Creates the input list for the Stan model

mixmustr_wrangle_input(
  data_streams_list,
  tracer_list,
  model_path,
  sigma_ln_rho,
  sample_tracer,
  fix_unsampled,
  hierarchical,
  ...
)

Arguments

data_streams_list

A list containing the input data streams for the model. It should include two data frames named df_stream_1 anddf_stream_2. See details for the expected structure of these.

tracer_list

A named list containing 1–3 data frames of same size, one for the mean signatures, one for their standard deviations, and another one for sample size. The second data frame is mandatory if sample_tracer is TRUE, or if fix_unsampled is FALSE and sample_tracer is FALSE. The third data frame is mandatory if sample_tracer is TRUE. See details for exact structure of these data frames.

model_path

A character string specifying the path to the Stan model file.

sigma_ln_rho

A numeric value or matrix specifying the confidence around the log mixing proportions. If a matrix, it must be of dimensions N X J, with N being the number of observations and J being the number of sources.

sample_tracer

A logical vector, defaults to FALSE.

fix_unsampled

A logical vector, defaults to FALSE.

hierarchical

A logical vector, defaults to FALSE. Should all observations be treated as independent or should the model include a hierarchical grouping structure?

...

Additional unused arguments.

Value

A list containing all the data elements necessary to run the Stan code contained within model_path.

Details

The mixmustr_wrangle_input function prepares the input data for the Stan model:

  • data_streams_list: A list containing two data frames:

    • df_stream_1: Contains the observed data. If this is a hierarchical dataset, the first column should be named group, representing the group labels, and the remaining columns should contain numeric tracer values.
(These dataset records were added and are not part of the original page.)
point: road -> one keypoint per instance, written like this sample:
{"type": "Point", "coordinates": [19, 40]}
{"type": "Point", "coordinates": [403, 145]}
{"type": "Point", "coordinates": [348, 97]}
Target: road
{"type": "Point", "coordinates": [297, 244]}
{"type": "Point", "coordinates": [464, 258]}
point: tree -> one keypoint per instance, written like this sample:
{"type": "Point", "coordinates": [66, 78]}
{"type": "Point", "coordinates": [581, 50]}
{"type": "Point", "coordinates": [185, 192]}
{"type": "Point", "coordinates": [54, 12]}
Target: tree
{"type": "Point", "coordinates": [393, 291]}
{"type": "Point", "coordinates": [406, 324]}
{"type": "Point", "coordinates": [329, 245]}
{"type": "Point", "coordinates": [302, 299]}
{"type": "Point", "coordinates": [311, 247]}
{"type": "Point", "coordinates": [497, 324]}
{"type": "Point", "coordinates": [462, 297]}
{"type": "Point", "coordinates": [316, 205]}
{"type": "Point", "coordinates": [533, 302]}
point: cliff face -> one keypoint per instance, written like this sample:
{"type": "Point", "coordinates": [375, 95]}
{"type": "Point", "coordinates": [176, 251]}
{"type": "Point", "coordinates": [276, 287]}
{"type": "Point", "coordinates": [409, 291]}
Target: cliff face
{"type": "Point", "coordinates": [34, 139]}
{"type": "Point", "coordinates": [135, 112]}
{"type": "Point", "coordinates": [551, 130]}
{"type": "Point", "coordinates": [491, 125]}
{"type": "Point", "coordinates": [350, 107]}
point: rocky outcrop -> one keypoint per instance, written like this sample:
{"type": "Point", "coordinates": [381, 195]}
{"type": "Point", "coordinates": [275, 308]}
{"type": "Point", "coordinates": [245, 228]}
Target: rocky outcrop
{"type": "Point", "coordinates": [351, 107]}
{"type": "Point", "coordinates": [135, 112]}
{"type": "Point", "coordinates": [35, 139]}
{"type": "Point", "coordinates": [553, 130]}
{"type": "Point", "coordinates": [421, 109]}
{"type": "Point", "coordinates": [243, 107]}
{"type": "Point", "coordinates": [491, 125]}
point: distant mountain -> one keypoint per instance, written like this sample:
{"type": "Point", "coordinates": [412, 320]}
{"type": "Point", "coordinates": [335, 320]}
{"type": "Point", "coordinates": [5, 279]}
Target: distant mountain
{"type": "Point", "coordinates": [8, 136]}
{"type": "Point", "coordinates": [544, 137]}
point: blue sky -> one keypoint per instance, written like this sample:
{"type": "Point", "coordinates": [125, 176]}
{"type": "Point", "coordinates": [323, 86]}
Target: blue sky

    • df_stream_2: Contains the log mixing proportions. It must have the same number of rows (N) as df_stream_1. If the design is hierarchical, the first column should be named group, matching the group column in df_stream_1. The remaining columns (e.g., source1, source2, etc.) must contain proportions (i.e., row sums up to 1, and no negative values).

  • tracer_list: A list containing up to three data frames:

  • mus: A data frame containing the mean tracer signatures for each source. The first column should be named source, with source names matching those from data_streams_list$df_stream_2. The remaining columns should contain numeric tracer values, with names matching those in data_streams_list$df_stream_1. This data frame is required across all models in MixMustR.

  • sigmas: A data frame containing the standard deviations of tracer signatures for each source. The structure must match that of mus. It cannot contain NAs.

  • ns: A data frame containing the sample size used to calculate mus and sigmas The structure must match that of mus. It cannot contain NAs.

  • model_path: A character string specifying the path to the Stan model file.

  • sigma_ln_rho: A numeric value or matrix specifying the confidence around the log mixing proportions. If a matrix, it must have dimensions N x (J + 1), with N being the number of observations and J being the number of sources. The additional J + 1 column represents the unsampled source, making the final row sums across the J + 1 columns total 1.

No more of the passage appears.